For eight years, I asked people on their deathbeds what they regretted most: This was the most common answer
Bronnie Ware for eight years she was a carer in an institution where people on their deathbeds are hospitalized. Her clients knew they were seriously ill, and most were in their last weeks of life. She gradually realized that her most important role is not physical, but emotional, writes the psychologist Michael Gervais for "CNB".
She was there to listen, and she used that to collect those intimate thoughts of people on their deathbeds in her book. "The Top Five Regrets of the Dying".
In recent days, many of her patients have told her what they regret most. The most common answer was: "I wish I had the courage to live a life true to myself, not the life others expect of me."
"It is very important to try to honor at least some of your dreams before it is too late. Health brings a freedom that few realize, until the moment comes when it's gone," Ware writes in his book.
As a psychologist, this is something I see all the time with my patients. I always tell them that we need to work on developing respect for our own time in order to increase our happiness and end that hour of regret and regret.
Why is time the most valuable resource we have?
In everyday life, it's easy to forget about the effort and effort to be aligned with what we really want.
But living with the awareness of our own mortality fundamentally changes what we value and how we choose to use our time. It exposes the frivolous, empty activities that our culture often "demands" of us.
Does the response to your social media post really matter? Does it matter what car you drive? Does it matter that a group of friends kicked you out of their social circle? If they "let" you in, do you really want to spend your precious time with them?
Fully accepting the fact that we won't live forever brings our values into focus.

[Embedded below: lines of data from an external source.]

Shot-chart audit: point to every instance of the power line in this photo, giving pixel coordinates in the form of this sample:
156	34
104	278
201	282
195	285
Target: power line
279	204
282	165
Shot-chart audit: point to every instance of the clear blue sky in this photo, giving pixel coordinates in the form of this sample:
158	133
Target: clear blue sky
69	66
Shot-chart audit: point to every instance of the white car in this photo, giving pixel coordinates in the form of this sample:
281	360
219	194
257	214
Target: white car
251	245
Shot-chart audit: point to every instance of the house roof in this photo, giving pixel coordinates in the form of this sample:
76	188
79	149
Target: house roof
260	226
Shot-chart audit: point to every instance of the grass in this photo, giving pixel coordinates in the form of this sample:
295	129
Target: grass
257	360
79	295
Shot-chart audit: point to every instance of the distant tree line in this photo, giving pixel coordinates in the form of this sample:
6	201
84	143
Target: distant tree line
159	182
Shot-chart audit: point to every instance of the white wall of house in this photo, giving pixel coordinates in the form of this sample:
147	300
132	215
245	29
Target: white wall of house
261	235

When your dermatologist tells you to biopsy a mole because it looks suspicious, you're probably not thinking about the image you've carefully and painstakingly built to be presentable to your peers.
Once you realize that time is our most precious thing, there will no longer be a schism between the choices you want to make and the choices you actually make.
What will you regret at the end of your life?
You don't have to wait, only to look back and wish you had done things differently. You can start your list today. Simply ask yourself what do you regret at this moment?
If you want to spend more time with your two-year-old daughter, you'll probably have that same feeling of regret four decades from now. If you regret now that you opted for the comfort and security of your current job instead of chasing the stars, you will probably feel the same regret and remorse before the end of your life.
The big difference between now and then is that today you have the opportunity to do something about it!
Here's another simple exercise I love: “When you say goodbye to someone, do it as if you might never see them again. Say goodbye in a way that shows appreciation for the time you spent together."
Start with one person today. Tomorrow with two. Do it your way until it becomes part of your daily routine.